Thursday, March 28, 2013

John Muir Cabin

Since the first day I arrived in Juneau in April, I was excited for my late-June visit from Stephany (my girlfriend). There was plenty to be done around Juneau when she arrived without significant planning in advance, but I decided to look into reserving a backcountry cabin a few weeks prior.

The Juneau area has several rustic cabins available for overnight use by the public, which require a fee and reservation on www.recreation.gov. Some of these cabins are easier to access than others, but all of them are hike-in. A few weeks before Stephany arrived, I got online and searched for the availability of these cabins during the time that she'd be in Juneau. I found that the cabins are usually booked weeks (or sometimes, months) in advance, but I was able to reserve the John Muir Cabin for one night during mid-week.
The John Muir Cabin is accessed from the Spaulding Meadows Trailhead along the Glacier Highway, just west of Auke Bay. This trail forks after .8 miles, where you take a left on the Auke Nu Trail, which eventually ends at the John Muir Cabin.

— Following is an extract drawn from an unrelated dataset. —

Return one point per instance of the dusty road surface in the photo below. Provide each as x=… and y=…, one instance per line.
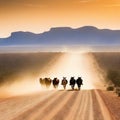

Me and Stephany, at the Auke Nu Trail junction:
After reaching the Auke Nu Trail, the landscape began to change from evergreen forest to muskeg (boggy, open areas with patches of stunted trees).

Most of it looked something like this:

Stephany:
Several of the trails that I hiked in Alaska were built with boards, especially in areas of muskeg. The wooden platforms kept your feet out of the mud, but they were also very slippery when wet. Almost everyone that I hiked with ate some dirt (or wood) at some point during the summer. Ouch!
 
The trail steadily ascended through muskeg, and soon, we knew we were nearing the cabin. Each time the trail disappeared over a hill in front of us, we thought for sure the cabin was just out of view, until we reached the top to find the trail continuing with no cabin in sight. It wasn't a steep or overly grueling trail, but 1500 feet of elevation gain in 3.5 miles was enough for a workout.
 
Finally, the cabin came into view - a welcome sight:
We're there! 
The views from the porch were really nice, and you could see into Auke Bay and the Gastineau Channel.
Another view, looking the direction of the trail:
The cabin itself was pretty cool, too. It was built in 1980 to commemorate the 100th anniversary of John Muir exploring Southeast Alaska. I think it has been renovated in recent years because it looked very nice and new, both inside and out.
 
A look inside the cabin:
I wasn't expecting the spaciousness. The staircase led to an attic with more space for people to sleep, if necessary (there were also two bunks downstairs).
 
After setting our stuff down and having a look around the cabin, we went back outside to catch a glimpse of the sunset.
A gorgeous evening.
 
That night, we played cards with a deck we found in the cabin. We also made our own Boggle board in the cabin "sign in" notebook. Stephany is a Boggle master, but sometimes I beat her, even though she'll never admit it!
To this day, I wonder if anyone else staying there played Boggle with our board.
 
The next day, we had more plans, so we didn't stick around too long after waking up. We stopped to enjoy the views one more time before saying farewell to the cabin.
 
 
 
 
 
 
 
 
 
 
 
 
 
 
 
 
 
 
 
 
 
 
 
 
 I was happy to show Stephany an awesome place while she was visiting, and there was still more to come. As long as you have the time, there should always be more adventure to come when you're in Alaska. It's a state that's best experienced by getting outside. Isn't that the point?